…That’s what Isaac Asimov called it. It’s when you’re mulling over a seemingly unsolvable problem when, as you’re thinking about something else or nothing at all, the answer comes to you in a flash of insight. Asimov used Archimedes’ solution to the problem of volume and displacement as an example. (When you sit in a tub, the amount of water displaced matches your volume).
This happened to me this morning. I awoke with the answer to a problem that had been kicking my ass for months staring me in the face. I have no doubt that I had been subconsciously processing the data for this problem all of this time, with my brain using the downtime of sleep to do it with no distractions. Other times, it may be during watching TV or playing a game.
Do any of you have any examples of The Eureka Phenonemon in action?
I’m out camping. It’s getting late. The bugs are biting. The fire went out. It’s time for bed. I crawl into my sleeping bag. Zip my tent up nice and tight.
The Eureka! Phenomenon.
-Rue.
I grab my vacuum cleaner, turn it on, and vacuum my carpet until it’s clean. That’s is a Eureka Phenominon.
Seriously, mine tend to happen when I’m taking a shower. As a magician, I’m always looking for better ways to perform my effects and I’ve always come up with better ways of performing, or even new magical concepts while in the shower.
I don’t know what it is about the shower that turns on my creative juices, but it works.
Mine happen while I’m drinking. Came up with a plan for world peace five times now, but I keep passing out before I can write it down. I think I need to do some more research tonight, now that I think about it.
BooBoo316, you sound like a person after my own heart.
Actually, I more often feel like I’ve just had the OPPOSITE of the Eureka Phenomenon. I wake up feeling like I had understood something before I went to sleep that has since fled my comprehension. Oh well, such is life, right?
I was in a math class once that had a take home test. There was one problem on the test that I could NOT figure out. I spent hours and hours on it. I finally got so frustrated I hit the wall and bruised my hand. The next morning, I was walking to class with it still unsolved, when I suddenly remembered a rule that proved that the problem was unsolvable. Eureka! I ended up with 105% on the test, thanks to a bonus question. My professor wrote on top that I should be a math major. Hooray for me!!
That reminds me of a time when I had a definite Eureka Moment that came a couple hours too late. I took the PSAT (waaaay back in the day, hehe) and breezed through the math section without too much thought. One question in particular struck me as quite easy, from the section that is not multiple choice.

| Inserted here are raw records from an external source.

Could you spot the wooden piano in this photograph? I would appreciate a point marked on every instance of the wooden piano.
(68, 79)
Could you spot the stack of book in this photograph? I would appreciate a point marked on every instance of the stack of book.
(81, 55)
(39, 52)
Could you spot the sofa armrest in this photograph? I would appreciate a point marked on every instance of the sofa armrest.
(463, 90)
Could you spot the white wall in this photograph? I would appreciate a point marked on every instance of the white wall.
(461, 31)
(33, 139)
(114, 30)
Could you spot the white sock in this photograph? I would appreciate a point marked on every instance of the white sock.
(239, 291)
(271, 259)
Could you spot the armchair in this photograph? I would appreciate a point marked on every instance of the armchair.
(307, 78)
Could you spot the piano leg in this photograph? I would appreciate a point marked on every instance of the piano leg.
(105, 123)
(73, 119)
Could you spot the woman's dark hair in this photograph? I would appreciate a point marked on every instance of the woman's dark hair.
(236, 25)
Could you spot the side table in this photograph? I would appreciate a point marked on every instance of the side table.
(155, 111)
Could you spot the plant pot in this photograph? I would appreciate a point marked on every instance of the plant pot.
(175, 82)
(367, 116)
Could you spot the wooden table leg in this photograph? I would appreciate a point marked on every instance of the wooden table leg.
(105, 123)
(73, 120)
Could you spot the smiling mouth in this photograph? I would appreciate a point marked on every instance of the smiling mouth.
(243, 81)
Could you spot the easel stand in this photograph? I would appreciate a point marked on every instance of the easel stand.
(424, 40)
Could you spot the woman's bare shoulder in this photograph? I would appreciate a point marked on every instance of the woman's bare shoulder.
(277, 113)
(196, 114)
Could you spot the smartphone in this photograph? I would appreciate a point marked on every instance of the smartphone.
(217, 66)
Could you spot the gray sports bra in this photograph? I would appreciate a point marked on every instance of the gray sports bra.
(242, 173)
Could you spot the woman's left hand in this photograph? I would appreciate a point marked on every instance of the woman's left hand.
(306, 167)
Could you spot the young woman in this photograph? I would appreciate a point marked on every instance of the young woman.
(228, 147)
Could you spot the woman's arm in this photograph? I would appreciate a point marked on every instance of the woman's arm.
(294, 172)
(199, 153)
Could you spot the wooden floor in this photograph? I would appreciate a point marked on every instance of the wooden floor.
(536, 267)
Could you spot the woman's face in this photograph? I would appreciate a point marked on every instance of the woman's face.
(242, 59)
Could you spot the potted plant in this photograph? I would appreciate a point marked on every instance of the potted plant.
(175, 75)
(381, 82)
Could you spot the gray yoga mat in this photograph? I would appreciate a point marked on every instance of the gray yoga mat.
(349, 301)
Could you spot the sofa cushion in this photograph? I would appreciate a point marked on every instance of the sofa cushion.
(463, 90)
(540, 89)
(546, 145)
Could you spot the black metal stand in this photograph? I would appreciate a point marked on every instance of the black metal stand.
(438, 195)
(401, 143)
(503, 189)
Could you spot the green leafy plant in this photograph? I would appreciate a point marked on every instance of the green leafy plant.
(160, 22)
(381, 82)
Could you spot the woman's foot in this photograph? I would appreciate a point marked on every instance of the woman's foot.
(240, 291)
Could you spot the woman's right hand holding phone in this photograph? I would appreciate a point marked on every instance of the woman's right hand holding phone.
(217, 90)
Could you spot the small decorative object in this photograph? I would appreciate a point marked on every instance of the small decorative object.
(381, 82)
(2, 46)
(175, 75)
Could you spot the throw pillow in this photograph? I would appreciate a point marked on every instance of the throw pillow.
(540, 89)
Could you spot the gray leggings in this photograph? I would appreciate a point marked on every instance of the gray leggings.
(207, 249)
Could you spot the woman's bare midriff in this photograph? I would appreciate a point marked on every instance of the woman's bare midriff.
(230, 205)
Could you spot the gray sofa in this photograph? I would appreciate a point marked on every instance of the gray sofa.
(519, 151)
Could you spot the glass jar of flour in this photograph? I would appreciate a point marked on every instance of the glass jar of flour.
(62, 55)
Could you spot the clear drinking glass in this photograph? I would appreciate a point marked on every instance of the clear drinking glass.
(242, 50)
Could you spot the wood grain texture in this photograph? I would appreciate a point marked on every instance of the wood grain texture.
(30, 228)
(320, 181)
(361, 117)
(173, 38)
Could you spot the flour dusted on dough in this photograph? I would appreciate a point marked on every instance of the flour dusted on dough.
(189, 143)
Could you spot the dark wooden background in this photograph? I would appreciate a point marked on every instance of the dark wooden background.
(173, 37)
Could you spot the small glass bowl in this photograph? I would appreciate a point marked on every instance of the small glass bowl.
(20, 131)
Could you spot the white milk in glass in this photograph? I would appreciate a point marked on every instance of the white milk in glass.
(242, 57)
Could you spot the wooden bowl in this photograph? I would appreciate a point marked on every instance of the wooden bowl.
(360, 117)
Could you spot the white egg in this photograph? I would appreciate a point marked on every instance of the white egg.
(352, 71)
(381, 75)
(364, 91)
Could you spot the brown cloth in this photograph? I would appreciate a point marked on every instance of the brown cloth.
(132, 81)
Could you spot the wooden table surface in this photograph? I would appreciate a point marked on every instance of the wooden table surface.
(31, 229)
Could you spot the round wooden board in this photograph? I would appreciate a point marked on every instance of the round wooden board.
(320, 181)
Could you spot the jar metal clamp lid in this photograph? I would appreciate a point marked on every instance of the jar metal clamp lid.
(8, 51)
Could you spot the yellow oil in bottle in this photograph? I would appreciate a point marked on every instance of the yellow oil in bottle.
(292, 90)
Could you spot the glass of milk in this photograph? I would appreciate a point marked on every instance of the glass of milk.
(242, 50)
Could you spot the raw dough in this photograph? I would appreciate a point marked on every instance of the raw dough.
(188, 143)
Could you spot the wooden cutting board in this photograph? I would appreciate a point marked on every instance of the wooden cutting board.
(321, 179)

I quickly summoned an image to my mind of four lines waggling from a perfect square to a very thin diamond, reasoning that if they got close enough together, the number of intersections would be infinite. So the answer was clearly four. I almost remember thinking to myself that the question was too easy.
Sigh. I was sitting and eating eggs and toast a couple hours later, reading the funnies, and suddenly sat up and smacked myself on the forehead. What a putz.
Smeghead, you got off a whole lot better than I did. We were taking our math final in biology class, and it was really a breeze… except for one problem. I solved everything for it (it was a word problem with several parts) but I couldn’t figure out how to get the equation for the graph. Not being in math class there weren’t any posters with all the handy dandy geometric formulas that I could twist to fit the situation. So the time ran out and I turned in the paper as I was walking out the door, the answer hit me, it was so very obvious. I kicked myself all the way to my next class for not getting it.
The answer is zero if they are not intersecting lines. If they are intersecting lines, the answer is one: Imagine the four lines arranged like an asterisk.